From: Markus Scherer (markus.scherer@jtcsv.com)
Date: Tue Feb 11 2003 - 11:46:32 EST

Next message: Carl W. Brown: "RE: Converting EBCDIC to Unicode"

Previous message: Doug Ewell: "Re: Glyph of Pipeline Characters ?"
In reply to: Doug Ewell: "Re: Converting EBCDIC to Unicode"
Next in thread: Doug Ewell: "Re: Converting EBCDIC to Unicode"
Reply: Doug Ewell: "Re: Converting EBCDIC to Unicode"
Reply: Carl W. Brown: "RE: Converting EBCDIC to Unicode"
Messages sorted by: [ date ] [ thread ] [ subject ] [ author ] [ attachment ]
Mail actions: [ respond to this message ] [ mail a new topic ]

Doug Ewell wrote:
> SRIDHARAN Aravind <ASridharan at covansys dot com> wrote:
>>How to convert EBCDIC data into Unicode?
>
> There are informative mapping tables available at:
>
> http://www.unicode.org/Public/MAPPINGS/VENDORS/MICSFT/EBCDIC/

There are also various places where IBM publishes EBCDIC<->Unicode conversion tables.
In ICU's .ucm format, or in UTR #22 XML format, you can find them at
http://oss.software.ibm.com/icu/charset/

You can use ICU to perform the conversion: http://oss.software.ibm.com/icu/userguide/conversion.html

> You need to know which EBCDIC variant (code page) you are converting
> from. There are dozens.

Yes - in IBM parlance, you will need to identify which CCSID is used. For some CCSIDs, there are
multiple Unicode conversion tables, but this is less common with EBCDIC CCSIDs.

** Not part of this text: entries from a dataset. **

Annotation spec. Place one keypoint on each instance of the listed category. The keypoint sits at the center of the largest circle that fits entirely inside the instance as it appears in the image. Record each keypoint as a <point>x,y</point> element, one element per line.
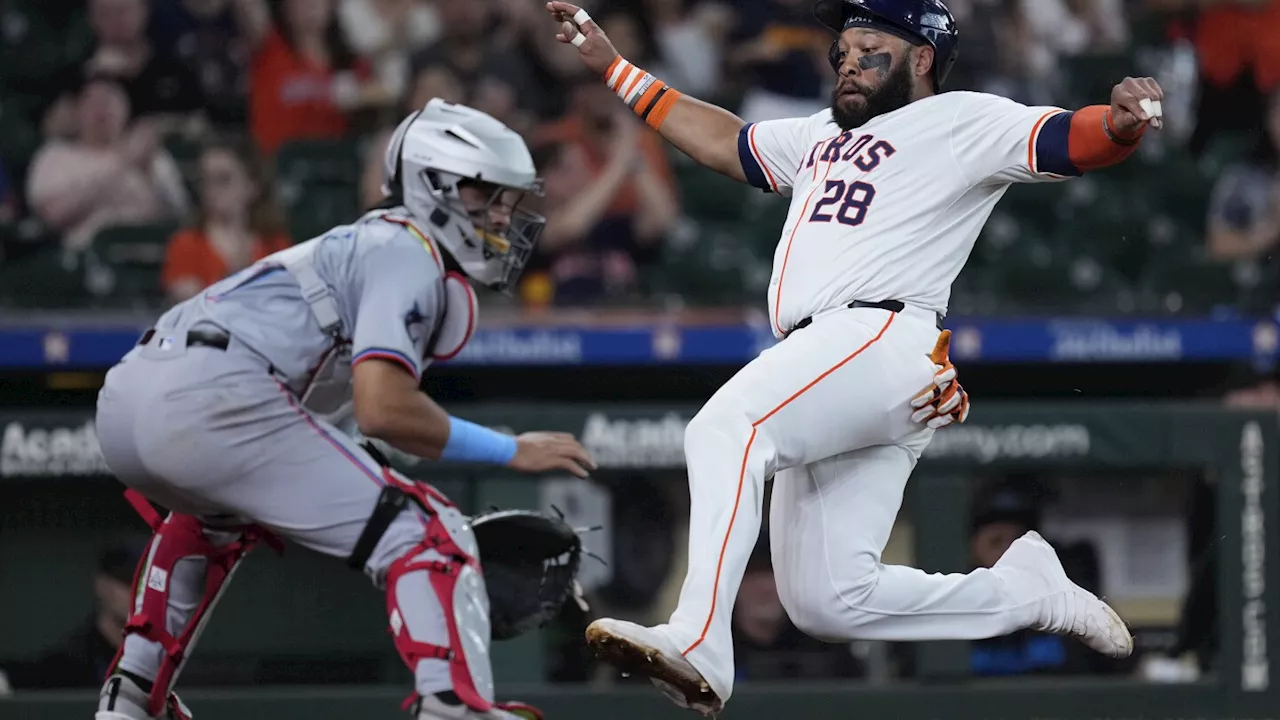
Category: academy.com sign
<point>987,443</point>
<point>659,442</point>
<point>44,451</point>
<point>635,442</point>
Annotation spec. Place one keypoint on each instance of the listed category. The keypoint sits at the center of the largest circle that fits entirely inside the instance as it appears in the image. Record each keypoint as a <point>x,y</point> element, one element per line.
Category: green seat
<point>48,278</point>
<point>318,162</point>
<point>186,153</point>
<point>712,268</point>
<point>131,259</point>
<point>1189,282</point>
<point>1050,277</point>
<point>321,208</point>
<point>705,195</point>
<point>319,185</point>
<point>1089,78</point>
<point>42,41</point>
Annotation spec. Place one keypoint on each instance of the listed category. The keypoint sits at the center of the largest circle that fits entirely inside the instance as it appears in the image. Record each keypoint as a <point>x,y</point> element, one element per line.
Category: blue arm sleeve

ICU has an API
function ucnv_openCCSID(): http://oss.software.ibm.com/icu/apiref/ucnv_8h.html#a55

> They are all the same in the A-Z, a-z, and 0-9
> ranges, but beyond that they can differ substantially.

There are some more characters that have the same codes in most EBCDIC codepages, but there are also
some where the Latin letters are not all present. (I think some old Japanese EBCDIC codepages
replace small Latin letters with Katakana ones.)

markus

> If you don't find the mapping table you are looking for, I can probably
> dig it up or reconstruct it.
>
> -Doug Ewell
> Fullerton, California

-- 
Opinions expressed here may not reflect my company's positions unless otherwise noted.

Next message: Carl W. Brown: "RE: Converting EBCDIC to Unicode"
Previous message: Doug Ewell: "Re: Glyph of Pipeline Characters ?"
In reply to: Doug Ewell: "Re: Converting EBCDIC to Unicode"
Next in thread: Doug Ewell: "Re: Converting EBCDIC to Unicode"
Reply: Doug Ewell: "Re: Converting EBCDIC to Unicode"
Reply: Carl W. Brown: "RE: Converting EBCDIC to Unicode"
Messages sorted by: [ date ] [ thread ] [ subject ] [ author ] [ attachment ]
Mail actions: [ respond to this message ] [ mail a new topic ]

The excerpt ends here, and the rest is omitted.